II. CALCULATING INITIATION ROYALTIES.
The party entering into a contract subject to these terms (the "Contracting
Party") will pay to the other party an "Initiation Royalty" at the end of each
calendar quarter. Such Initiation Royalty will be based on new customer
contracts (both ASP and capital purchase contracts for the XXXX System) that the
Contracting Party enters into during the year. The Initiation Royalty will be
calculated by multiplying the "Average Annual Studies" times the "Initiation
Tier Rate."
Initiation Royalty = Average Annual Studies x Initiation Tier Rate
A. Definition of Average Annual Studies
Average Annual Studies is the sum of projected average annual studies for all
XXXX System contracts for Diagnostic and/or Archive products signed during a
quarter.
Contracts shall include both (1) new contracts and (2) additional
volume/duration contracts for an existing customer. For each contract included
in the calculation, its contribution shall be the higher of total DICOM
forecasted diagnostic or stored studies, summed for all years of the
1
contract term (not to exceed 7 years), divided by the years of the contract term
(not to exceed 7 years). Such projection will be based on the Contracting
Party's good faith estimate at the time of execution of the agreement. Each
Party shall estimate in advance the Average Annual Studies it expects to sign
during the ensuing year ("Estimated Average Annual Studies"). That estimate
shall be the basis for determining the Initiation Tier Rate as defined below.

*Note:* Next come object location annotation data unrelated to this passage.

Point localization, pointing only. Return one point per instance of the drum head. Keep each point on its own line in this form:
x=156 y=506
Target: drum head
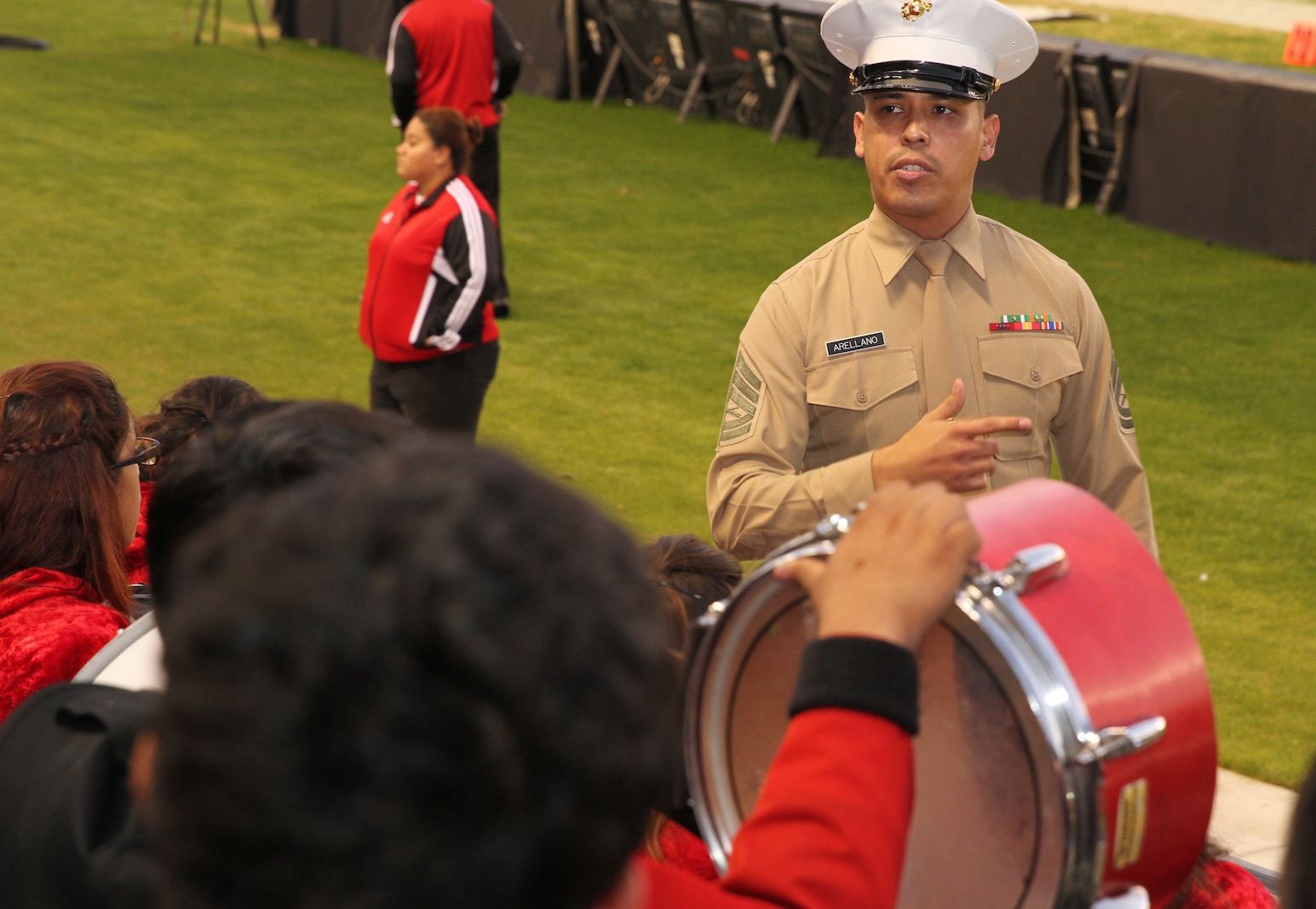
x=980 y=814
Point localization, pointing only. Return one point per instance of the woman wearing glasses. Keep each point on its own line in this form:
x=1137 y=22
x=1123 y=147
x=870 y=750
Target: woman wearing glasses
x=69 y=505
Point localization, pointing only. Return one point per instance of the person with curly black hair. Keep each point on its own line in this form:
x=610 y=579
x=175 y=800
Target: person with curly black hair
x=437 y=679
x=186 y=412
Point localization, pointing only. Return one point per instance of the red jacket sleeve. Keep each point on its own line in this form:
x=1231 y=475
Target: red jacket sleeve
x=828 y=831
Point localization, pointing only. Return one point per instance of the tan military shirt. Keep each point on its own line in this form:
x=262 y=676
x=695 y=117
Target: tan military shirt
x=803 y=415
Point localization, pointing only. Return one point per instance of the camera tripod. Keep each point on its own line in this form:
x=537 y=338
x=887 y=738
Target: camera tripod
x=200 y=21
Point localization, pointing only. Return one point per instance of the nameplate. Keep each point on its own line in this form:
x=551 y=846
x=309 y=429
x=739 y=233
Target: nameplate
x=856 y=343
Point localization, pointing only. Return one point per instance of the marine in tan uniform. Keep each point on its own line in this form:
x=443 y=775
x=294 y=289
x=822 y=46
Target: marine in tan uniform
x=859 y=366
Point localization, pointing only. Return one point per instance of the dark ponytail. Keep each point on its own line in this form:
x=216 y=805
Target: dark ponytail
x=448 y=128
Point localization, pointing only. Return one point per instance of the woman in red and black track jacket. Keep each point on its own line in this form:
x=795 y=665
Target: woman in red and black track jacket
x=425 y=312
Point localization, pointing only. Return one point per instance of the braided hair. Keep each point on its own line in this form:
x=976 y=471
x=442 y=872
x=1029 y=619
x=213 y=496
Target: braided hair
x=62 y=425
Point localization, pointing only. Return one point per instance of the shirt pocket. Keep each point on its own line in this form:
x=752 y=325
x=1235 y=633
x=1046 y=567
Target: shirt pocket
x=857 y=401
x=1026 y=374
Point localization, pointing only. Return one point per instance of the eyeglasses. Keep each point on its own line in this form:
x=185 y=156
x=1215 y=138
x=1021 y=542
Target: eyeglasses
x=145 y=452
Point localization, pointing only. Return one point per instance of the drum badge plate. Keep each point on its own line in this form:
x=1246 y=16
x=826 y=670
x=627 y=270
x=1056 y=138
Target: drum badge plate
x=1130 y=822
x=912 y=9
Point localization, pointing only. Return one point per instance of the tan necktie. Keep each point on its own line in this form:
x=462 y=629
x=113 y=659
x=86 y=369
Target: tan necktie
x=945 y=355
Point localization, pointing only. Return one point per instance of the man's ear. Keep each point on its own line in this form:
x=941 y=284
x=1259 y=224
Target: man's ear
x=141 y=768
x=991 y=129
x=629 y=892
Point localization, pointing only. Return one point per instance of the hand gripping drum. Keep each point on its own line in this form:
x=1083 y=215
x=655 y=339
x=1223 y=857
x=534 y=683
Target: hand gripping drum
x=1067 y=744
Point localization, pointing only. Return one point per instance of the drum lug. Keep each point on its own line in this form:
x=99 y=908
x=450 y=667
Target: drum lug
x=835 y=526
x=1119 y=741
x=1033 y=567
x=711 y=616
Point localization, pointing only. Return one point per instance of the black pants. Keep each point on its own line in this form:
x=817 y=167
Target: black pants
x=445 y=392
x=485 y=175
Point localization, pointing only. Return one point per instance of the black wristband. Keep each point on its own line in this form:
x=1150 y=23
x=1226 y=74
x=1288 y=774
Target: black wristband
x=859 y=674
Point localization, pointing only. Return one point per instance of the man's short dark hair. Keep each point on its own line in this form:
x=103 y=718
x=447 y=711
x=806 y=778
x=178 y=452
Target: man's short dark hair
x=265 y=449
x=434 y=679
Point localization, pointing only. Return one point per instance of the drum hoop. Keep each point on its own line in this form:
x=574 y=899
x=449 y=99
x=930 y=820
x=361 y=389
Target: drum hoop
x=1045 y=688
x=1048 y=691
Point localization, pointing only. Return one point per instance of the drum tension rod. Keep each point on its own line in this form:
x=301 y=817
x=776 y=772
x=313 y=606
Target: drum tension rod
x=1120 y=741
x=1033 y=567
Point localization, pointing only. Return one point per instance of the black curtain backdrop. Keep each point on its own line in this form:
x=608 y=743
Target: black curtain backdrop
x=1226 y=152
x=538 y=26
x=1031 y=159
x=362 y=26
x=1212 y=150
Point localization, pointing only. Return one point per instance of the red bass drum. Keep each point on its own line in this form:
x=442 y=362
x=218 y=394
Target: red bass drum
x=1067 y=744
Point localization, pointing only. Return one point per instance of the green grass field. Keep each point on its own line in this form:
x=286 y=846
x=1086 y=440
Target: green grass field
x=171 y=210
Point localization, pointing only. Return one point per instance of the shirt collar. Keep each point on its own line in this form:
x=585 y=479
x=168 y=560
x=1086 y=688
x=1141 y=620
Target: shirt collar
x=893 y=246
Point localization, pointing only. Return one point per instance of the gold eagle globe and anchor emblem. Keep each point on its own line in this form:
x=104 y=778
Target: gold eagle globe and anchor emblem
x=912 y=9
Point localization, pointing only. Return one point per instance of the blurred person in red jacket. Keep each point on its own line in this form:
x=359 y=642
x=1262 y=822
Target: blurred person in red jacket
x=425 y=312
x=69 y=505
x=458 y=55
x=439 y=679
x=188 y=409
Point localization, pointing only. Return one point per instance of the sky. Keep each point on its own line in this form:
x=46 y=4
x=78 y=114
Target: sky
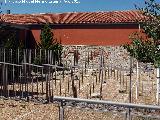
x=60 y=6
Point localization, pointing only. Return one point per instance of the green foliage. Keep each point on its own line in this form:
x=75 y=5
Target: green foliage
x=48 y=42
x=146 y=49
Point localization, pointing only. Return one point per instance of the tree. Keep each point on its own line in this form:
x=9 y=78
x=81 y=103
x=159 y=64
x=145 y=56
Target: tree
x=48 y=42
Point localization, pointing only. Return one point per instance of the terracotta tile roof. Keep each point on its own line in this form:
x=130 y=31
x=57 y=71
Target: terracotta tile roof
x=75 y=18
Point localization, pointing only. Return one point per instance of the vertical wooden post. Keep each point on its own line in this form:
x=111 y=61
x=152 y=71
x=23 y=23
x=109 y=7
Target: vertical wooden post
x=158 y=84
x=137 y=80
x=61 y=111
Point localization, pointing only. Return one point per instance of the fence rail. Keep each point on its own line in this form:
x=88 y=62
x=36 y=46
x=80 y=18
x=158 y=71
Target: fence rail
x=104 y=73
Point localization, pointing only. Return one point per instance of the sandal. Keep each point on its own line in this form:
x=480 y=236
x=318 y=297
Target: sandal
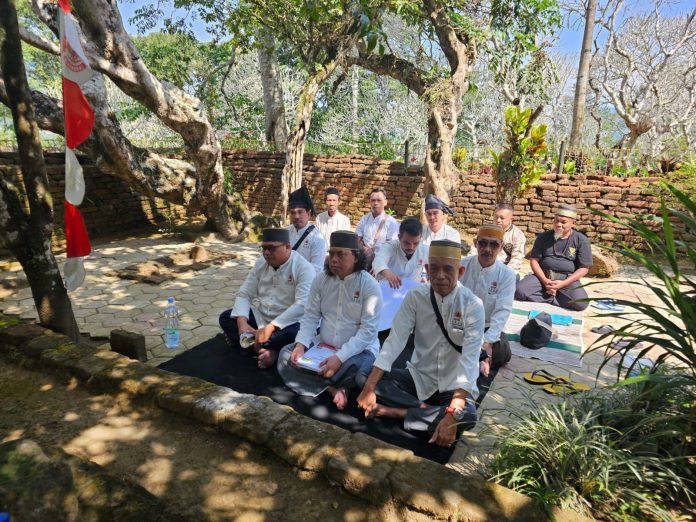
x=544 y=377
x=605 y=328
x=566 y=388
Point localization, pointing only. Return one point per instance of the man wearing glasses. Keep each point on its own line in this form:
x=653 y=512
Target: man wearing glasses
x=494 y=283
x=271 y=301
x=305 y=238
x=377 y=227
x=344 y=304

Average Annual Studies =Total of (Number of estimated studies under a
given contract or up to seven years) / number of years in contract (for up to
seven years))
Example for 3 contracts signed in Q1'2004 (studies in thousands):
Avg. Yrl Yr2 Yr3 Yr4 Yr5
Contract #1 125 75 100 150 150 000
Xxxxxxxx #0 300 300 300 300 000
Xxxxxxxx #0 267 100 300 400
---
692
Average Annual Studies = 692
B. Definition of Initiation Tier Rate
For Diagnostic and/or Archive Contracts:
The Initiation Tier Rate is the rate charged per Average Annual Study to compute
the Initiation Royalty each quarter. The rate for Diagnostic and/or Archive
contracts will be based on Estimated Average Annual Studies as follows:
Average Annual Studies (thousands) IDX Stentor
--------------------------------- ----- -------
0-1,000 $1.50 $0.50
1,000-1,999 $1.25 $0.42
2,000-2,999 $1.00 $0.33
3,000-3,999 $0.75 $0.25
4,000+ $0.50 $0.17
Assuming that IDX and Stentor each projected an Estimated Average Annual Study
of 2,250K, then using the example above, IDX would pay Stentor an Initiation
Royalty of 692,000 x $1.00 = $692,000. If Stentor had signed the same number of
Average Annual Studies, it would pay IDX an Initiation Royalty of 692,000 x
$0.33 = $228,000.
If a portion of Average Annual Studies were for contracts that are either
"Diagnostic-only Studies" or "Stored-only Studies", the Initiation Royalty for
that portion would be the applicable Initiation Tier Rate times 50%.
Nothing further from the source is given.